The Babylonians were able to calculate the position of Jupiter, the planet that was associated with their god, with a complex calculation system using trapezoidal figures.
They did it 1,400 years in advance, compared with the computing capabilities that later came to Europe.
The discovery was made by Mathieu Ossendrijver, Professor of Ancient History of Science at Humboldt University in Berlin, who appeared on the Science journal. Ossendrijver reached this conclusion by interpreting four clay tablets dating from between 350 and 50 BC., preserved in the British Museum in London.
The position of the giant planet has been calculated in two time periods: 60 and 120 days from its appearance on the horizon.
Until now it was believed that the Babylonians were calculating the motion of the Sun, Moon and planets, using only arithmetic methods.

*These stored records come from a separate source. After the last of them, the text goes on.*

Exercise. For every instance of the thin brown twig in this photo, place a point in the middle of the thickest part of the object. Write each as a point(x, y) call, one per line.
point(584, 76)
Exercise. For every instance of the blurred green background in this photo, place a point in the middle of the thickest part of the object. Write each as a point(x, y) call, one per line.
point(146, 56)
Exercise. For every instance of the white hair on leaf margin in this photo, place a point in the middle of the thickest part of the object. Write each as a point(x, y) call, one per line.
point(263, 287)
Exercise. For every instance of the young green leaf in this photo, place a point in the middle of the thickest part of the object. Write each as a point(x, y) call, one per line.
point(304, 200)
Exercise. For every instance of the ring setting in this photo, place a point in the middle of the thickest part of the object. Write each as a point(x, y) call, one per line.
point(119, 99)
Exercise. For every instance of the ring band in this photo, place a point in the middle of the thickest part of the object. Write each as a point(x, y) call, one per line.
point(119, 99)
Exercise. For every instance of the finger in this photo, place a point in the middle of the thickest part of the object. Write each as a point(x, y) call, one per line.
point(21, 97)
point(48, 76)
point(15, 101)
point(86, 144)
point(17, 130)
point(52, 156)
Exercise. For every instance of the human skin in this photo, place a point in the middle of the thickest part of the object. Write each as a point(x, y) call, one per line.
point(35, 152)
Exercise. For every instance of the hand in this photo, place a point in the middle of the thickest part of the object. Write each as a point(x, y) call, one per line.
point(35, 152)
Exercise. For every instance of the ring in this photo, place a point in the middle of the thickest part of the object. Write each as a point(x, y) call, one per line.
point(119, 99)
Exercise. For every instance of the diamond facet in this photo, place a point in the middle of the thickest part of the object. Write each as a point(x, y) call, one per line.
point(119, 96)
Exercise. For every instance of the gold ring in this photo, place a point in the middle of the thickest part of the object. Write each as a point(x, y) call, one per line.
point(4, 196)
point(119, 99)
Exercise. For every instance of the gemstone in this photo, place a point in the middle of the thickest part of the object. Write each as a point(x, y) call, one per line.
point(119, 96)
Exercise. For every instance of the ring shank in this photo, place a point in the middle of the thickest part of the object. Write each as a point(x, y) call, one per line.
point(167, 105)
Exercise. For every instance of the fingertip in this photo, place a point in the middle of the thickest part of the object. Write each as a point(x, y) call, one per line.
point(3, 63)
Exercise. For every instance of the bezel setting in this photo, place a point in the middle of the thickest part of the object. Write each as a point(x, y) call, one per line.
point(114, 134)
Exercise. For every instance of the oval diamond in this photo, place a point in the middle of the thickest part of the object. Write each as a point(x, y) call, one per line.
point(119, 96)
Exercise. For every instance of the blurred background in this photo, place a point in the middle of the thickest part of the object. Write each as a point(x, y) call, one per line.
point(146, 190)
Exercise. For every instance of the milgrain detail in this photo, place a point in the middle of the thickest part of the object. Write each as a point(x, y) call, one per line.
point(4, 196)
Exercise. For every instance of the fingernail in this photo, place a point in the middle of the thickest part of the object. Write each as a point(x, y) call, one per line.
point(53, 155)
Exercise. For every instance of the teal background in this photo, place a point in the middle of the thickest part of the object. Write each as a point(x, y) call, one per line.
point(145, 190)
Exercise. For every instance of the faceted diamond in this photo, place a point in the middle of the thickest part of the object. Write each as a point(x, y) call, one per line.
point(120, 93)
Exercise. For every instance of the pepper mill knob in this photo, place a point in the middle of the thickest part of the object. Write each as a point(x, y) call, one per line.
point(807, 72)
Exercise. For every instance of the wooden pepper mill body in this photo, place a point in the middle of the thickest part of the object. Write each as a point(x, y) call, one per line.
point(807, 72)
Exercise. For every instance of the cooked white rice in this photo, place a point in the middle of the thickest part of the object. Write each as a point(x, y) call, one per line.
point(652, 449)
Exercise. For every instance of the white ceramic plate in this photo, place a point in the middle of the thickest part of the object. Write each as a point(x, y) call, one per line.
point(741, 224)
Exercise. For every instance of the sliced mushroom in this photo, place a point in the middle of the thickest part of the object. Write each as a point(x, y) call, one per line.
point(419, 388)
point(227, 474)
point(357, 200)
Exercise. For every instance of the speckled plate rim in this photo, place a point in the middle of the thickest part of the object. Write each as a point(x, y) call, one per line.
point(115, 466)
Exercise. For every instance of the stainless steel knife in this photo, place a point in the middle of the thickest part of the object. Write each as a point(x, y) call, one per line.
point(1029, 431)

But instead, notes Ossendrijver, the tablets demonstrate that “in an abstract sense, Babylonians used geometry to define time and speed, unlike the ancient Greeks who used geometric shapes to describe the position in physical space.”
The tablets, continues Ossendrijver, “rewrite the history books of astronomy and show that European scientists from Oxford and Paris were preceded by the Babylonians in using geometry to calculate planetary positions”.
Historians of science, Alexander Jones of the University of New York and John Steele at Brown University, reported in the same issue of the journal Science, that the discovery “demonstrates how intelligent the Mesopotamian scholars were” and that it’s “an extremely important contribution to the history of science “.